Don't Study the Competition. Study Winners in Other Industries.
Studying the competition leads to failure.
You shouldn't pay any attention to your competition. I don't. I work with entrepreneurs who are generating seven, eight and even nine figures with their businesses and none of them focus on the competition either. They are aware of the competition, but they aren't worried about trying to beat them. In fact, a lot of them will help out their smaller competitors because they are so confident in their own growth.
If that sounds crazy to you, then you definitely need to keep reading this. If you embrace the mindset shift I'm talking about here, it will allow you to quickly multiply the growth of your business. Plus, it will get rid of the unnecessary stress and anxiety that might be holding you back right now.
When top-earning entrepreneurs need more creative inspiration, or we need to accelerate the growth of our businesses, here's what we do instead: We study winners and losers in other industries. I'll explain why in a moment, but I need to fully debunk this myth that it's smart to study the competition.
Studying the competition leads to failure.
Have you ever seen a news story about a car crashing into a telephone pole out in the middle of nowhere? There are dozens of stories like this every year: Someone is driving out in the open desert, where he has practically infinite room to maneuver, and still they crash into a three-foot-wide telephone pole!

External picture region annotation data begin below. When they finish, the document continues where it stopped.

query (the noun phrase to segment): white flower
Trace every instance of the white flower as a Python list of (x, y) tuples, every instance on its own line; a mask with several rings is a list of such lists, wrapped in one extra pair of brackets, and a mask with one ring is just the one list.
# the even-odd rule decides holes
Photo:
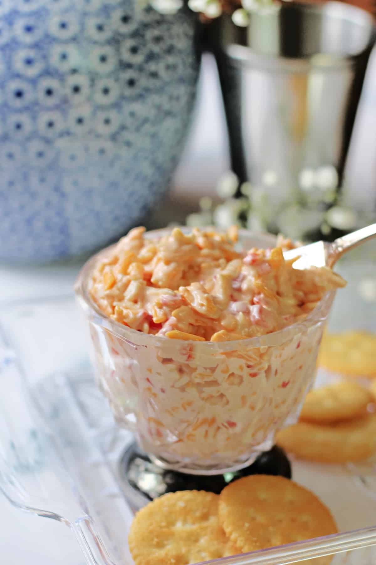
[(263, 218), (251, 211), (247, 217), (247, 229), (252, 232), (263, 232), (267, 229), (267, 223)]
[(338, 184), (338, 173), (335, 167), (333, 165), (328, 165), (317, 169), (316, 184), (322, 190), (336, 188)]
[(260, 8), (259, 0), (241, 0), (241, 5), (247, 12), (255, 12)]
[(82, 104), (90, 94), (90, 84), (86, 75), (72, 75), (65, 79), (65, 92), (71, 104)]
[(11, 163), (14, 165), (20, 164), (23, 158), (23, 151), (20, 145), (10, 142), (0, 145), (0, 161), (5, 168)]
[(52, 161), (56, 150), (53, 145), (42, 140), (33, 140), (28, 144), (28, 162), (32, 167), (45, 167)]
[(240, 203), (236, 200), (228, 200), (217, 206), (213, 213), (214, 223), (219, 228), (227, 229), (234, 224), (238, 224)]
[(224, 173), (216, 185), (216, 192), (221, 198), (228, 198), (233, 196), (239, 185), (239, 179), (232, 171)]
[(65, 13), (52, 16), (50, 20), (48, 31), (51, 35), (63, 41), (72, 39), (79, 31), (77, 18), (73, 14)]
[(303, 190), (311, 190), (316, 184), (316, 173), (313, 169), (303, 169), (299, 175), (299, 184)]
[(151, 0), (151, 5), (160, 14), (176, 14), (183, 6), (182, 0)]
[(85, 22), (85, 34), (93, 41), (107, 41), (112, 35), (112, 30), (103, 18), (87, 18)]
[(0, 21), (0, 46), (8, 43), (10, 37), (9, 26), (6, 21)]
[(115, 69), (117, 65), (116, 53), (113, 47), (104, 45), (93, 49), (90, 53), (91, 71), (101, 75), (108, 75)]
[(274, 186), (278, 182), (278, 175), (275, 171), (264, 171), (261, 182), (266, 186)]
[(222, 7), (217, 0), (208, 0), (205, 3), (204, 13), (207, 18), (219, 18), (222, 13)]
[(61, 72), (69, 72), (73, 69), (80, 68), (82, 57), (74, 43), (56, 44), (51, 49), (50, 63)]
[(289, 204), (277, 218), (280, 231), (287, 237), (299, 240), (306, 232), (320, 225), (324, 213), (304, 208), (298, 204)]
[(192, 12), (204, 12), (206, 0), (188, 0), (188, 7)]
[(198, 206), (202, 211), (210, 210), (213, 206), (213, 201), (209, 196), (203, 196), (202, 198), (200, 199)]
[(34, 12), (45, 3), (46, 0), (18, 0), (17, 10), (20, 12)]
[(113, 79), (102, 79), (96, 81), (94, 98), (97, 104), (109, 106), (113, 104), (120, 95), (120, 89)]
[(238, 25), (240, 28), (246, 28), (249, 24), (248, 12), (242, 8), (235, 10), (231, 16), (231, 19), (235, 25)]
[(55, 137), (64, 128), (63, 114), (57, 110), (41, 112), (37, 120), (37, 127), (43, 137)]
[(70, 130), (76, 135), (86, 134), (92, 127), (92, 107), (89, 102), (70, 110), (68, 117)]
[(332, 228), (338, 229), (351, 229), (355, 226), (356, 220), (353, 210), (344, 206), (333, 206), (326, 212), (326, 221)]
[(42, 72), (45, 63), (36, 49), (20, 49), (14, 54), (13, 67), (20, 75), (33, 79)]
[(200, 228), (210, 225), (212, 221), (211, 214), (206, 212), (189, 214), (185, 219), (185, 223), (192, 228)]
[(115, 110), (99, 110), (94, 118), (95, 129), (100, 135), (109, 136), (121, 125), (121, 116)]
[(33, 120), (30, 115), (26, 112), (11, 114), (7, 120), (7, 129), (13, 139), (25, 139), (30, 135), (33, 129)]
[(34, 90), (26, 81), (14, 79), (7, 84), (7, 102), (13, 108), (25, 107), (33, 102), (34, 97)]
[(39, 41), (45, 34), (45, 28), (42, 24), (36, 18), (20, 18), (15, 21), (13, 32), (21, 43), (32, 45)]
[(45, 77), (38, 81), (37, 92), (39, 104), (51, 107), (59, 104), (61, 99), (61, 85), (57, 79)]

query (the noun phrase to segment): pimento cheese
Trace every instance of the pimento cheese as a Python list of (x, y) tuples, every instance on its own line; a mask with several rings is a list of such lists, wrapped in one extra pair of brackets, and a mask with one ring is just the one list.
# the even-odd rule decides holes
[(108, 317), (146, 333), (211, 341), (259, 336), (302, 319), (346, 284), (325, 267), (294, 269), (296, 259), (285, 261), (281, 246), (237, 250), (235, 227), (188, 235), (175, 228), (153, 240), (144, 232), (132, 229), (98, 265), (90, 294)]
[(345, 282), (294, 270), (287, 241), (242, 251), (236, 228), (144, 231), (85, 279), (105, 315), (85, 303), (99, 386), (154, 460), (205, 474), (246, 466), (296, 421), (334, 292), (324, 295)]

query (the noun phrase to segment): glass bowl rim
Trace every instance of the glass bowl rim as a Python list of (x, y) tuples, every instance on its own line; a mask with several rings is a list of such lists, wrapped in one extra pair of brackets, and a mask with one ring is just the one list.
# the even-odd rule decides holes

It's ridiculous, right? Here's why it keeps happening: Whenever those drivers hit a telephone pole, they do it because they are focusing on the pole, not the road. They might even be thinking, I better not hit this pole, but either way, they end up hitting the pole because they focus on it.
The lesson here is that your subconscious mind will guide your body toward any outcome you focus on -- even if it's a negative outcome you want to avoid. In business, this means that focusing on your competition is the same thing as handing over your market share to them. You're literally training your body to send energy over to the competition instead of putting that energy into your own business.
It doesn't matter if your self-talk is saying, Why does that competitor get more customers than me? or I'm going to put that competitor out of business! In both cases, you're robbing your own business of the focus and energy it deserves.
That's why high-performing CEOs and entrepreneurs keep their thoughts completely focused on success, whether that means studying successful businesses in other industries or envisioning the success of their own businesses.
Studying winners in other industries makes you innovative.
The key to becoming an industry leader is to innovate faster than anyone else in your space. The key to faster innovation is to study innovative leaders in other industries so you can borrow their strategies and be the first to implement them in your own industry.
Subway is a perfect example of this. When it decided to position itself as the "healthy" fast food sandwich option, it obsessively studied the fitness industry. It borrowed its entire marketing strategy from successful gyms and personal trainers, including before-and-after photos with "real looking" people like Jared.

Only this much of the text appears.